Sultana is a reproduction of a 1768 Boston-built merchant schooner that spent four years enforcing the infamous "Tea Taxes" for the British Royal Navy. Sultana and her crew patrolled the American coastline from Nova Scotia to the Chesapeake, serving on the front lines of the conflict that would become the American Revolution. Launched in 2001, the modern Sultana's construction was based directly on a set of 1768 British Admiralty plans and the vessel is considered one of the most accurate reproductions in the world. The new Sultana sails as the "Schoolship of the Chesapeake," providing award-winning educational programs in history and environmental science to more than 5000 students and teachers each year.
- from sign
Fourth photo: Below deck on the Pride of Baltimore II.
Fifth photo: Norma below deck on the Lady Maryland talking to a crewmember.
The Lady Maryland is a replica of a Chesapeake Bay pungy schooner, a boat which sailed the Bay in the 1800's. The name "pungy" may originate from the place where some of the first pungies were built - the Pungoteague Creek on Maryland's Eastern Shore. Pungies, which were considered fast sailing vessels in the 1800s, were primarily used as workboats which carried perishable cargo such as oysters, watermelons, tomatoes, fish, peaches, and grain.

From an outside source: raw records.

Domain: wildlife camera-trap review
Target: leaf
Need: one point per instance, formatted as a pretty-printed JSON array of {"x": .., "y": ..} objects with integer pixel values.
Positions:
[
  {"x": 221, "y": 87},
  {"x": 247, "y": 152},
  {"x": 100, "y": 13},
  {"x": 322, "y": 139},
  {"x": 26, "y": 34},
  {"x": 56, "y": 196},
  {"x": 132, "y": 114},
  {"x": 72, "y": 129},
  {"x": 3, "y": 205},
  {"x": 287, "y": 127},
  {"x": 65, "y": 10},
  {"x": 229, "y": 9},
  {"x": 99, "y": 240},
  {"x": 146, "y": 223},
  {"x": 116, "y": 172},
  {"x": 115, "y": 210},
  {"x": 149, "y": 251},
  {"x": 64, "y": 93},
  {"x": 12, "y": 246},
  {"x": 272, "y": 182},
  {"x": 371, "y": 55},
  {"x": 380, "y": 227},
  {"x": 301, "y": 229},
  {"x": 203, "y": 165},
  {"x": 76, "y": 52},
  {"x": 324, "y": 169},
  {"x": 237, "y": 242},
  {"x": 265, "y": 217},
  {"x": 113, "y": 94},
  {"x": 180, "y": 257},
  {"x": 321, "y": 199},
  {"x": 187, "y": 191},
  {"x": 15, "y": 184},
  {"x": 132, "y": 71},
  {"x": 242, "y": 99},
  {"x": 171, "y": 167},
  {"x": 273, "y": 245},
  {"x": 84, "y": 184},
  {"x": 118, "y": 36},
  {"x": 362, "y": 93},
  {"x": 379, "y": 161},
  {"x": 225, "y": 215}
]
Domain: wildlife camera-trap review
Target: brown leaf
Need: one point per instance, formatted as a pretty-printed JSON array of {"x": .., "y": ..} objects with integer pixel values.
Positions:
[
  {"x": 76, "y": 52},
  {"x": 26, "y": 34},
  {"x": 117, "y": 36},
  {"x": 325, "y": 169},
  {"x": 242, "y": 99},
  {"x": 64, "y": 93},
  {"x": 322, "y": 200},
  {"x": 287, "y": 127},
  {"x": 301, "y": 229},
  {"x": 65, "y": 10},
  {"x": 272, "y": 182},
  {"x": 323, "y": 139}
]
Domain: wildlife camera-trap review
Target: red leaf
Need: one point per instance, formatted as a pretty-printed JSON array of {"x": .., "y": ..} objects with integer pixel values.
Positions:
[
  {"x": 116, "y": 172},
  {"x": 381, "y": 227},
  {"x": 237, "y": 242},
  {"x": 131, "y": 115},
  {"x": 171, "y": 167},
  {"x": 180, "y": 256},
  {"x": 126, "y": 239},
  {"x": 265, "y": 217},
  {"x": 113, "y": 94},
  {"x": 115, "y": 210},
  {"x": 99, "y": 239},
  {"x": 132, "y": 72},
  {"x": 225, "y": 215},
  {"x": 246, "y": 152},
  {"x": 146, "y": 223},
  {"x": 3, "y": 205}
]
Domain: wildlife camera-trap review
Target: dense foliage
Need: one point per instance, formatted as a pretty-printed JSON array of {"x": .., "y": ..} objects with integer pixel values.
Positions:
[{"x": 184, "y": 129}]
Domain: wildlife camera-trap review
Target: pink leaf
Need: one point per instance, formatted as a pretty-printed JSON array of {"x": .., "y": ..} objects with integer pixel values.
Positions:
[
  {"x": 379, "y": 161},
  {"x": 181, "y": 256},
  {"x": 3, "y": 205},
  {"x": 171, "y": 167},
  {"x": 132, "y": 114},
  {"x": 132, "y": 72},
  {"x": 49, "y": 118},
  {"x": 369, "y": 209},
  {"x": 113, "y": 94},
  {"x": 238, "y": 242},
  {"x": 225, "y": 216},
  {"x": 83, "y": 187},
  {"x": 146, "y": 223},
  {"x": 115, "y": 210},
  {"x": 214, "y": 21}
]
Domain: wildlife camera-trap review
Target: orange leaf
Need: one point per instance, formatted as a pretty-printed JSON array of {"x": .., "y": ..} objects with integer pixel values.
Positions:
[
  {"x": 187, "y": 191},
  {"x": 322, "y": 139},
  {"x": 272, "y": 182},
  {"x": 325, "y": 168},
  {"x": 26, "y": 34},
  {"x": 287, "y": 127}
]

Lady Maryland was built by the Living Classrooms Foundation in 1985. The Lady Maryland is made out of wood, principally from the trees of Maryland, such as White Oak and Pine. All the wood used to build this ship was donated by the Maryland Department of Natural Resources.
- from "Living Classrooms - Lady Maryland" (link broken as of 2018)
Sixth photo: Though it is probably common on many ships, this rope-wrapped pipe ensures a good grip even in wet conditions. I'll have to keep this in mind for my SUP paddle.
Seventh photo: Horseshoe crabs on the Sigsbee.
Sigsbee is a Chesapeake Bay skipjack, an indigenous vessel designed and built to dredge for oysters. Once numbering in the thousands, only a handful of skipjacks survive today. Together, they constitute the last sailing commercial fleet in North America.
Originally built in 1901, Sigsbee served in the oystering fleet for 88 years, and became notable as the first skipjack with a woman captain. After Living Classrooms Foundation acquired the vessel in 1990, a team of shipwrights and students rebuilt Sigsbee and returned her to work, as part of the Foundation's educational fleet. Sigsbee sails daily as a "living classroom," offering students unique hands-on opportunities to observe and learn about the history, economics, and ecology of the Chesapeake Bay, and to participate in environmental restoration projects.
- from sign
We got out of town as the sun got low in the sky. Today was the first day of standard time so we didn't have as much daylight as yesterday. It took about and hour and 20 minutes to get home.
Click thumbnails to enlarge.
We had a good, relaxing weekend. Though we got a late start, we had enough time to do everything we wanted to do.